To avoid this error, organizations should regularly review their IT systems and IT risks, especially during and after a merger or acquisition. In particular, they should discover and classify all sensitive data across their on-premises and cloud storage and take steps to ensure that those files are not overexposed and that they reside only in dedicated safe locations with proper access controls. Organizations should also update their security policies, unify them, and apply them across the entire IT infrastructure. Cross-system software solutions can make this security monitoring easier.

Error 2: Lack of accountability
Many corporations have a complex management structure that leads to poor accountability and lack of visibility into IT security policy development and execution. The infamous Equifax data breach, which remained undetected for 76 days, was made possible by an expired security certificate. A Congressional investigation found that the absence of clear lines of responsibility in Equifax’s IT management structure had kept the company from implementing security initiatives in a timely manner, which had led to more than 300 security certificates expiring.

The best way to avoid this error is to have one person responsible for the development and implementation of information security policies. In most cases, it is the chief information security officer (CISO). The CISO should develop clear policies with zones of responsibility and provide IT teams with clear workflows for the security issues for which they are accountable. Another tip is to automate patching, which mitigates the risk that overburdened IT teams will fail to make manual updates promptly. Many experts believe this strategy could have prevented the Equifax data breach.
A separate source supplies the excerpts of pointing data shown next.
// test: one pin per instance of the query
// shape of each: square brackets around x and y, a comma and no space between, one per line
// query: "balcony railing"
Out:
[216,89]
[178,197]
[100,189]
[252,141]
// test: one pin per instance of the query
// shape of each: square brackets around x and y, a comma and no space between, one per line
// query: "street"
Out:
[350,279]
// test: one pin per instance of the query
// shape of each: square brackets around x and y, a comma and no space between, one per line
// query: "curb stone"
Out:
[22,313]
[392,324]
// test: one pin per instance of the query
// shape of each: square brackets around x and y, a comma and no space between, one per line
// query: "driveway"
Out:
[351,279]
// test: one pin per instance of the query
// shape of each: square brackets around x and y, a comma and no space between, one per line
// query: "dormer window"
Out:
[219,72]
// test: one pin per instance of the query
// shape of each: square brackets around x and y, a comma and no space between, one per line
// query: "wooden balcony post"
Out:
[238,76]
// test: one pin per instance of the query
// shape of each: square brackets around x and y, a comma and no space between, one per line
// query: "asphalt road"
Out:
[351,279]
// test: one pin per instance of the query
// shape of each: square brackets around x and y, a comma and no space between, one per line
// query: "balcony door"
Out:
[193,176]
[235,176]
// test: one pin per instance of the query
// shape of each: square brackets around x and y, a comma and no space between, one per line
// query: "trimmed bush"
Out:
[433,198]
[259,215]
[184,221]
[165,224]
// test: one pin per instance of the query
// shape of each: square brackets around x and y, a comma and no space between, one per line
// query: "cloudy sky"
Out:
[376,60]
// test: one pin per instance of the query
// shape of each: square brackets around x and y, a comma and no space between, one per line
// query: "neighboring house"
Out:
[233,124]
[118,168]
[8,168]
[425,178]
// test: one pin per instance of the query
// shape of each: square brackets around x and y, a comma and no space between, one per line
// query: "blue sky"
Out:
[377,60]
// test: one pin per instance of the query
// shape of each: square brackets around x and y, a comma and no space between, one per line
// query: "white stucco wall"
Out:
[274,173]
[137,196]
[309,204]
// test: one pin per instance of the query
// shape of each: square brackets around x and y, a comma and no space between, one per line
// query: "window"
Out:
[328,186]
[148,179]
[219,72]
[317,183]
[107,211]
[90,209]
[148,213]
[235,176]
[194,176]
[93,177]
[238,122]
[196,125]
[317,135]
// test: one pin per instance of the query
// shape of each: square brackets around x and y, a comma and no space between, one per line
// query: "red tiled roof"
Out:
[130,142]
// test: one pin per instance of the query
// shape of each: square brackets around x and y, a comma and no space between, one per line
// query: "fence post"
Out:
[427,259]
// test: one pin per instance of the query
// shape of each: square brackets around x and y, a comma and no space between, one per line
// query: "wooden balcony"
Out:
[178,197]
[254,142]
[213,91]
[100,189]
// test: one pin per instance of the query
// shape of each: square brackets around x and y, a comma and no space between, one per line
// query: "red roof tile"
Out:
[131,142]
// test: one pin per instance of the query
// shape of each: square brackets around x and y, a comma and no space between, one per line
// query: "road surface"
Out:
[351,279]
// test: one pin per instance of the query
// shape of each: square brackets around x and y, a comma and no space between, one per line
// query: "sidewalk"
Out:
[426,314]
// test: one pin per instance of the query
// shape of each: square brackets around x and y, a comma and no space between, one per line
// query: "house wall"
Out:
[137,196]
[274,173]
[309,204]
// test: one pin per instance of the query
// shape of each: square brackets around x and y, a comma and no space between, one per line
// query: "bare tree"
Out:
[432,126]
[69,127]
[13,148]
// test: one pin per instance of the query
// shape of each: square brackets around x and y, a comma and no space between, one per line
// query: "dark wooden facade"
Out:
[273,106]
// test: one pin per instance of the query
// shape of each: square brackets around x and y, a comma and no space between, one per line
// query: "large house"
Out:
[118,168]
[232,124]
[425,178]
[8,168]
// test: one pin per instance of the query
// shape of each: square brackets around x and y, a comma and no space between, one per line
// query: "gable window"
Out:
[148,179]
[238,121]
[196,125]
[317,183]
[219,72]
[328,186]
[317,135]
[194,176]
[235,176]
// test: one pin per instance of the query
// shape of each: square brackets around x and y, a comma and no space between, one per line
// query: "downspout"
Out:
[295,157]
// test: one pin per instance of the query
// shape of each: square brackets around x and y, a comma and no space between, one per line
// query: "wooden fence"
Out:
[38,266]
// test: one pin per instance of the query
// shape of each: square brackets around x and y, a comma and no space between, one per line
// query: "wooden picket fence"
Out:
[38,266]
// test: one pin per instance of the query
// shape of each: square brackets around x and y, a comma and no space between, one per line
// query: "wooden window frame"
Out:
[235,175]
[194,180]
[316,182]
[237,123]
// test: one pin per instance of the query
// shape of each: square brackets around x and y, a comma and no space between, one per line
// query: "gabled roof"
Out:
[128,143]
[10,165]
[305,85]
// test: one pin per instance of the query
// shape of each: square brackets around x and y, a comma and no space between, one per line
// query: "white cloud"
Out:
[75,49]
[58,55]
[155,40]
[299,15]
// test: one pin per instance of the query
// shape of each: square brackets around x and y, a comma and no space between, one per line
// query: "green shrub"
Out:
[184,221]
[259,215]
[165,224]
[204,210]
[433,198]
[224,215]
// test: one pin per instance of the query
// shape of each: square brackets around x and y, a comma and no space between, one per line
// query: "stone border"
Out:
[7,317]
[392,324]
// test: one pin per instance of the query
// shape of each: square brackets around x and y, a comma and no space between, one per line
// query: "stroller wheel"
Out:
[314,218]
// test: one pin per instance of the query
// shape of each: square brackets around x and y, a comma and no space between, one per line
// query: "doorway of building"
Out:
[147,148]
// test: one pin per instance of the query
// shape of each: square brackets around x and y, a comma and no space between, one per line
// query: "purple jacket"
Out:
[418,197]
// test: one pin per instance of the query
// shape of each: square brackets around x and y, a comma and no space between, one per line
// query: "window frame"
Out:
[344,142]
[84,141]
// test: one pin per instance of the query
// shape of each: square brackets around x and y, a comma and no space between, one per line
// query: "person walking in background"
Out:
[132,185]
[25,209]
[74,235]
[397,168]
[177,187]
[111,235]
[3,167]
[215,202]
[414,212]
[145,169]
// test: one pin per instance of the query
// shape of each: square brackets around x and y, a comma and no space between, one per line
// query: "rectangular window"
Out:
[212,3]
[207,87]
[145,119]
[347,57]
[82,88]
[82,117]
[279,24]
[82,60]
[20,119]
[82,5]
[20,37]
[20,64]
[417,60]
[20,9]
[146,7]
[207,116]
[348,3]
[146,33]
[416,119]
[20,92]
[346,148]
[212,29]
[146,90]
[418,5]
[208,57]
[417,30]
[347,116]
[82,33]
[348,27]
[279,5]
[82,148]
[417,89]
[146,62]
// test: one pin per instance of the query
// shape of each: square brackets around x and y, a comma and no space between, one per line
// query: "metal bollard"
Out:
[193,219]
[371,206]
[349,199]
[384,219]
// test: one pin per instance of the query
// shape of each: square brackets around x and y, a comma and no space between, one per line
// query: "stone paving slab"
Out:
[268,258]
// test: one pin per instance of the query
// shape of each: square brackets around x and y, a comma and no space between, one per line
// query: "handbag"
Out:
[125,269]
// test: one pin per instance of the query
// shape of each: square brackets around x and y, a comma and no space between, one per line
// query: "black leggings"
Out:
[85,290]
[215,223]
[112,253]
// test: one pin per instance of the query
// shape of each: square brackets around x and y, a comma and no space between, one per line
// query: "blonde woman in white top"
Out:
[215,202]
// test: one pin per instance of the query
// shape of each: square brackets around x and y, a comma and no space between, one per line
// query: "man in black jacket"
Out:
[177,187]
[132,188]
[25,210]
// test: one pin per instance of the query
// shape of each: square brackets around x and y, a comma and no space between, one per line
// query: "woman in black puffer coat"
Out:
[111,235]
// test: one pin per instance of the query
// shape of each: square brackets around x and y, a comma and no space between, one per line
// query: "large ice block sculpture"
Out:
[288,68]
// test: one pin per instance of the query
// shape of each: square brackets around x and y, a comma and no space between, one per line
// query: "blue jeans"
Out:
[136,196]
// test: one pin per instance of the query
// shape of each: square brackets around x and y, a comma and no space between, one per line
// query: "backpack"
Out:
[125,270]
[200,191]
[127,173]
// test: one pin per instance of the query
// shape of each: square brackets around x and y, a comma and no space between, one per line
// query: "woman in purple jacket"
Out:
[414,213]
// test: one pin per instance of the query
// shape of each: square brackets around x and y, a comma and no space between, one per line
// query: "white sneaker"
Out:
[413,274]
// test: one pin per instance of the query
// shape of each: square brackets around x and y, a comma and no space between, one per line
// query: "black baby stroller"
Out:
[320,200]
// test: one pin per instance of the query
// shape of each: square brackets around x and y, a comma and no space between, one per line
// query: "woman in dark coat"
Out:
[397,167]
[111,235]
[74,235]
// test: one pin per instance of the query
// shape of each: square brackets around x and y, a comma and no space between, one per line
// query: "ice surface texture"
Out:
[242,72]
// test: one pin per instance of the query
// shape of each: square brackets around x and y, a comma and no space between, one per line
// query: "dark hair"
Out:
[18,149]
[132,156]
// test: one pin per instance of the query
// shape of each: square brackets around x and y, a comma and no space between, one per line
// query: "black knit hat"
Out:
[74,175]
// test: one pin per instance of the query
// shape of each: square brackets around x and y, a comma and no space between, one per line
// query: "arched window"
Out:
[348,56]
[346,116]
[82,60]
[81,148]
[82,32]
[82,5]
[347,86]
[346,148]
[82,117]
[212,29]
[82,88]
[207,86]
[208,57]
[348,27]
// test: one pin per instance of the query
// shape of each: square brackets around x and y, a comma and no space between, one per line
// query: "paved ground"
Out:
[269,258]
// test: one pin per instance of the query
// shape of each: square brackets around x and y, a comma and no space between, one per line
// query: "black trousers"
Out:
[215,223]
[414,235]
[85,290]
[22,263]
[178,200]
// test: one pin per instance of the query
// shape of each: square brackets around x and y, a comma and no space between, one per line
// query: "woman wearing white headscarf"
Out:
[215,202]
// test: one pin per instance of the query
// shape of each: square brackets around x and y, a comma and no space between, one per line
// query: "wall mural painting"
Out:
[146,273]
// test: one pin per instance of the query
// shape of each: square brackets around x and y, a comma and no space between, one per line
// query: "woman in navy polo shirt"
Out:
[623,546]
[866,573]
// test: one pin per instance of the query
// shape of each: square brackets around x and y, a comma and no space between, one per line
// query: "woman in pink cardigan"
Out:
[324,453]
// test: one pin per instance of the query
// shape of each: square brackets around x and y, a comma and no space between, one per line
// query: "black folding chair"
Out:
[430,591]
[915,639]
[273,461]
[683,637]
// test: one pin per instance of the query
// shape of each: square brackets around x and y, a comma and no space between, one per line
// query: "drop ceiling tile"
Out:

Error 3: Lack of support from the CEO
If a company’s leader does not consider security to be a business goal, IT security teams will likely lack vital strategic direction and resources, including both adequate staffing and modern technologies. As a result, they cannot prioritize security efforts and proactively respond to evolving threats; instead, they are overwhelmed with routine troubleshooting.

Every CEO should recognize that data protection is a crucial business goal and establish a leadership-driven security approach. Regular meetings with the CISO are a must, as are metrics that evaluate the effectiveness of the cybersecurity strategy. Equally important is enabling the IT team to focus on issues that are critical to the safety of the business by investing in modern solutions that automate most security processes and can be scaled up easily as the business grows.

Error 4: Inefficient cybersecurity strategy
Some organizations spend vast sums of money on technologies in an effort to cover all IT risks. However, unless they conduct a thorough risk assessment, they might well have spent their money in vain. For example, a company might spend a lot of money to store and protect its data, including stale data, but miss an unauthorized access to its customer database.

Security efforts should be prioritized. Start with an IT asset inventory that will help to you identify and classify your most crucial information assets, such as data that falls under the General Data Protection Regulation (GDPR). Using that information, develop security policies to appropriately protect data with each level of sensitivity and an effective incident response plan. Last but not least, it’s important to set up alerts so you can respond quickly to suspicious activity.

Error 5: No actionable incident response plan
A recent Netwrix study shows that only 17% of organizations test their incident response plans. The remaining 83% have no guarantee that their plan will work out in real life; in case of an incident, they might waste precious time and fail to notify customers and authorities properly.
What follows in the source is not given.